Why does libspdk-fio add fio? This happens even if I remove fio from the buildDependencies. Seems it gets added simply because fio is referenced, eg: ${fio}/includes ?

EDIT: I got the derivation with multiple outputs working but even if I only reference my fio output, I still get all the other dependencies :frowning:

I was able to reduce things by an order of magnitude, but I don’t like it.
I used the multiple outputs to make sure the libspdk only pulls the fio includes, so far so good.
I used runCommand to pull only the fio binary I need, so far so good.

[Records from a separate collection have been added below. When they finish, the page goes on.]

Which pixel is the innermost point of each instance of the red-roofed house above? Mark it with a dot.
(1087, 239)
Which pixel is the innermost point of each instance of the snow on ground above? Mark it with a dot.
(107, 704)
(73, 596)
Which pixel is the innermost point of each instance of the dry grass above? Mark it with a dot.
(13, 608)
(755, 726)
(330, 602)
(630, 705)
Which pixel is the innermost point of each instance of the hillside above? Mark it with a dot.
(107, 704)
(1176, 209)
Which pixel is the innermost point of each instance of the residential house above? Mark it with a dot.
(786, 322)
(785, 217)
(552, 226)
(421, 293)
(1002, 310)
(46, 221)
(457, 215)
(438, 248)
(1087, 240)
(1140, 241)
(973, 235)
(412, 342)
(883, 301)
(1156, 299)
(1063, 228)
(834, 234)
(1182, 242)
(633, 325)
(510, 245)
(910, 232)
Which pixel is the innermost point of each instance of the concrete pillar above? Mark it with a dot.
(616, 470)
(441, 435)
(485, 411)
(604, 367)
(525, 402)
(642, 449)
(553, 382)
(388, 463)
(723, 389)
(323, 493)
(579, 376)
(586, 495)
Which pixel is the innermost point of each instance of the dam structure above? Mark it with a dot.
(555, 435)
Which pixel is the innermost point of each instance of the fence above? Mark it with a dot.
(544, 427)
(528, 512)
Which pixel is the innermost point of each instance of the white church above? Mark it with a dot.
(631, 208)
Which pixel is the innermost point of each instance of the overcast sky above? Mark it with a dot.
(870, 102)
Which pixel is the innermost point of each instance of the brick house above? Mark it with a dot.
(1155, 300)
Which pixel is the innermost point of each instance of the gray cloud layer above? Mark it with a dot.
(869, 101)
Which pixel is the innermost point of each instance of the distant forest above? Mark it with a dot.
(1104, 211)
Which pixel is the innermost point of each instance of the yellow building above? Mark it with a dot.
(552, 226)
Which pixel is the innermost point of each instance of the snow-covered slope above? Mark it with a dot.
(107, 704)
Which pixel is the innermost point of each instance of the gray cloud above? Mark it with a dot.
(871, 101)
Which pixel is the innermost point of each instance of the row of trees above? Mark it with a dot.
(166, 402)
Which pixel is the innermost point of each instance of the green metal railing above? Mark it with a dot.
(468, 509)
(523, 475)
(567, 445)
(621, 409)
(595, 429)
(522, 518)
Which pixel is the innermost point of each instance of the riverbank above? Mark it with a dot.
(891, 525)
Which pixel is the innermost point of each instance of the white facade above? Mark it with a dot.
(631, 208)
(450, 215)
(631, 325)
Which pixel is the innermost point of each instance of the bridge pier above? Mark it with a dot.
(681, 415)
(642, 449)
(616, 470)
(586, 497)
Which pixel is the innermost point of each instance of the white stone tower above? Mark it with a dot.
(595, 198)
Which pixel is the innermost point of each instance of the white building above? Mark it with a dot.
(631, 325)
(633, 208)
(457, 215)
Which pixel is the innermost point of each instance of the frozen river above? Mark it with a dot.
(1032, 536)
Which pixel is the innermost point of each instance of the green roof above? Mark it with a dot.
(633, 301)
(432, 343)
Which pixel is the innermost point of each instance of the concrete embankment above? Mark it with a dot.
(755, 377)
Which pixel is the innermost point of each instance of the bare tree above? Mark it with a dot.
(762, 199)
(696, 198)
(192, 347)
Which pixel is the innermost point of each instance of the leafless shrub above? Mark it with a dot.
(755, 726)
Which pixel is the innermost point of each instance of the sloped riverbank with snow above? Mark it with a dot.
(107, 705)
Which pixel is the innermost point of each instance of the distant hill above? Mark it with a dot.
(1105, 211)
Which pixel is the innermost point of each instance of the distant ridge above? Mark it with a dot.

But even with this we’re still pulling in seemingly all references from libspdk.out.
And so I removed then by using them nukeReferences to reduce all references we might not need by making use of ldd - this seems wrong though

  spdk_fio_engine = runCommand "spdk_fio_engine" { } ''
    mkdir -p $out/lib
    cp ${pkgs.libspdk-fio.fio}/spdk_nvme $out/lib
    except=$(${pkgs.glibc.bin}/bin/ldd $out/lib/spdk_nvme | awk '{ print $3 }' | grep .so | xargs -I% echo "-e %" | tr '\n' ' ')
    # remove all references except the ones in spdk_nvme
    ${pkgs.nukeReferences}/bin/nuke-refs $except $out/lib/spdk_nvme
  '';

  fio = runCommand "fio_bin_only" { } ''
    mkdir -p $out/bin
    cp ${pkgs.fio}/bin/fio $out/bin/fio
  '';
  fio_wrapper = pkgs.writeShellScriptBin "fio" ''
    LD_PRELOAD=${spdk_fio_engine}/lib/spdk_nvme ${fio}/bin/fio "$@"
  '';

This is an interesting approach. I too noticed that in many cases packages have a great deal more libraries than actually needed by concrete reverse dependencies. I wonder if it is possible to apply some logic at the level of an image or, better, buildEnv-like environment that would remove all unused libraries from the closure. The risk is obviously that some libraries are only loaded explicitly at runtime on demand.